Operating under the name Blue Ribbon Shoes, his business card says he sells "brand-name shoes at discount prices." But for one weekend each year, state and local officials offer discounts even he can't beat.
They drop the taxes.
Statewide this month, retailers, shoppers and students are gearing up for the second sales-tax holiday for back-to-school shoppers. Scheduled to begin the morning of Aug. 3, just after midnight, and continue through Aug. 5, the holiday had its trial run last year and most reported it was a success.
"It's definitely a positive for businesses," Handley said. "You get to take 9 percent right off the top."
Handley capitalized on the tax holiday last year, posting signs with tax-free logos. He also stayed open Sunday, when he's normally closed.
While he doesn't plan to stay open on Sunday this year, he expects increased sales and traffic as a result of the tax holiday.
Designed to provide back-to-school shoppers a financial break on clothes, computers and other school supplies, the tax holiday waives the 4 percent state sales tax for three days in early August.
The Legislature passed the measure late in the session last year. In response, more than 120 counties and cities followed suit, waiving 100 percent of sales taxes in many areas across the state.
This year, local officials are signing on for another year.
In Decatur, the City Council approved participation in the tax holiday during its May 21 meeting.
The move drops the city's 4 percent sales tax for the three-day tax holiday.
Mayor Don Kyle said participation last year had no negative effect on city revenue. According to the Decatur Revenue Department, total revenues for the month of the holiday were up 18 percent from the previous year.
"Even if you did have a little dip in revenues as a result of it, it's still a good thing to do for the parents who have these school expenses hitting them," Kyle said. "It's expensive to get a kid into school."
Also in Morgan County, the Hartselle City Council has approved participating in the tax holiday this year. City records show the municipality had a 2.8 percent increase in revenue during the month of the tax holiday last year.
In addition, Morgan County will waive its 1 percent sales tax again. When the item came up for consideration last year, the Morgan County Commission passed a measure permanently waiving the sales tax for the tax holiday.
In Limestone County, the Athens City Council and County Commission also agreed to participate this year.

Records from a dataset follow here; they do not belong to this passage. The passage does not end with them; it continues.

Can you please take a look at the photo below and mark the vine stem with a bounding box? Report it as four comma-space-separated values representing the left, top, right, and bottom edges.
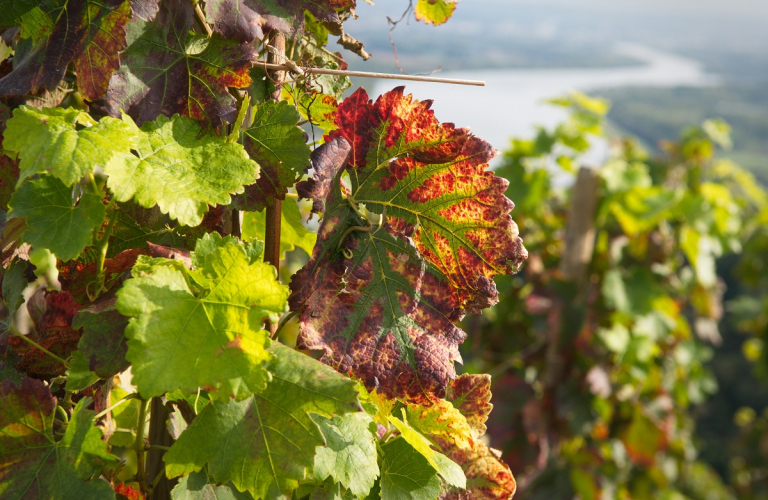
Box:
93, 200, 118, 300
8, 326, 69, 368
254, 61, 485, 87
264, 31, 285, 337
93, 392, 140, 420
133, 399, 150, 495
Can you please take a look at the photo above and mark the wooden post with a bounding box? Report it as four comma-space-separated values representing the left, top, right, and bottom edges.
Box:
560, 167, 600, 286
264, 31, 285, 335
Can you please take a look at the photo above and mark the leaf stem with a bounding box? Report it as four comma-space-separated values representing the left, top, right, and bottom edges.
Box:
91, 200, 118, 301
133, 399, 150, 495
56, 405, 69, 425
191, 0, 213, 36
93, 392, 141, 420
272, 311, 298, 339
227, 93, 251, 142
8, 326, 69, 368
88, 173, 102, 196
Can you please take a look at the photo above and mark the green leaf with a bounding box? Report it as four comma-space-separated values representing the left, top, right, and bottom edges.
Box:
290, 87, 527, 403
0, 378, 117, 500
206, 0, 355, 36
232, 101, 310, 211
109, 386, 141, 448
117, 243, 287, 399
171, 469, 253, 500
0, 0, 40, 31
381, 438, 440, 500
164, 343, 359, 498
243, 200, 317, 259
2, 259, 29, 316
389, 410, 466, 488
405, 399, 472, 448
104, 0, 257, 127
313, 412, 379, 497
0, 0, 131, 100
66, 351, 99, 392
8, 175, 106, 261
3, 106, 136, 186
72, 303, 130, 379
283, 90, 339, 133
413, 0, 458, 26
190, 233, 264, 268
105, 115, 259, 226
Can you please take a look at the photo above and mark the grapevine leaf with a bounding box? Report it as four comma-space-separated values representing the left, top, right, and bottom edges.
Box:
0, 0, 40, 31
445, 373, 493, 438
171, 469, 253, 500
3, 106, 135, 186
105, 115, 259, 226
381, 438, 440, 500
2, 259, 29, 316
290, 88, 527, 403
111, 243, 287, 399
8, 175, 106, 261
103, 0, 256, 126
413, 0, 458, 26
0, 0, 131, 99
295, 35, 352, 99
389, 417, 466, 488
190, 233, 264, 268
243, 196, 317, 260
405, 399, 472, 448
296, 137, 352, 216
0, 378, 116, 500
309, 480, 345, 500
438, 441, 517, 500
283, 90, 339, 132
233, 101, 309, 211
313, 412, 379, 497
164, 344, 359, 498
205, 0, 266, 43
131, 0, 160, 21
109, 385, 140, 448
72, 301, 129, 379
622, 411, 668, 467
66, 351, 99, 392
213, 0, 355, 36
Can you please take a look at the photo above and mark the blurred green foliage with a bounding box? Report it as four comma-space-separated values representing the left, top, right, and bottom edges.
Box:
465, 93, 768, 500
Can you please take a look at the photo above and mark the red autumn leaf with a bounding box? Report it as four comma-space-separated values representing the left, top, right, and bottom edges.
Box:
8, 291, 82, 376
445, 373, 493, 437
101, 0, 257, 126
290, 88, 527, 403
0, 0, 131, 100
436, 439, 517, 500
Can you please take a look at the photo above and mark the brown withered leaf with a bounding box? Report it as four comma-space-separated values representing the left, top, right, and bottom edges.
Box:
290, 87, 527, 404
0, 0, 131, 100
436, 439, 517, 500
100, 0, 257, 126
445, 373, 493, 438
205, 0, 355, 42
296, 137, 352, 214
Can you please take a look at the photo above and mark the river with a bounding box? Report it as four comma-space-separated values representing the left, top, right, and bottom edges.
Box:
366, 44, 720, 163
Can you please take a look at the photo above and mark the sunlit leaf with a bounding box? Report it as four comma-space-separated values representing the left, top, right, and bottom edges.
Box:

And in Lawrence County, Moulton officials say they plan to participate again.
"We're going to make it formal during our next meeting," said City Clerk Shirley Gilley.
While most local retailers reported sales gains during the tax holiday, many local computer sellers did not.
Mark Jones, an employee at Valley Computer Resources in the Decatur Shopping Center, said sales were not affected.
"A high-priced item is a high-priced item," he said. "I think it helps if someone is already planning to buy a computer, but people aren't going out buying computers because of the tax holiday."
Computers costing up to $750 are included in the tax holiday.
Scheduled for Aug 3-5. The sales-tax holiday covers:
Clothing and apparel costing up to $100 per item.
Computers, software and computer supplies costing up to $750 per item.
School supplies and textbooks costing up to $50 per item.
Other books costing up to $30 each.
Officials at Priceville and Trinity said their towns will not offer a sales tax break for clothing and school supplies because of a limited number of businesses that offer the products.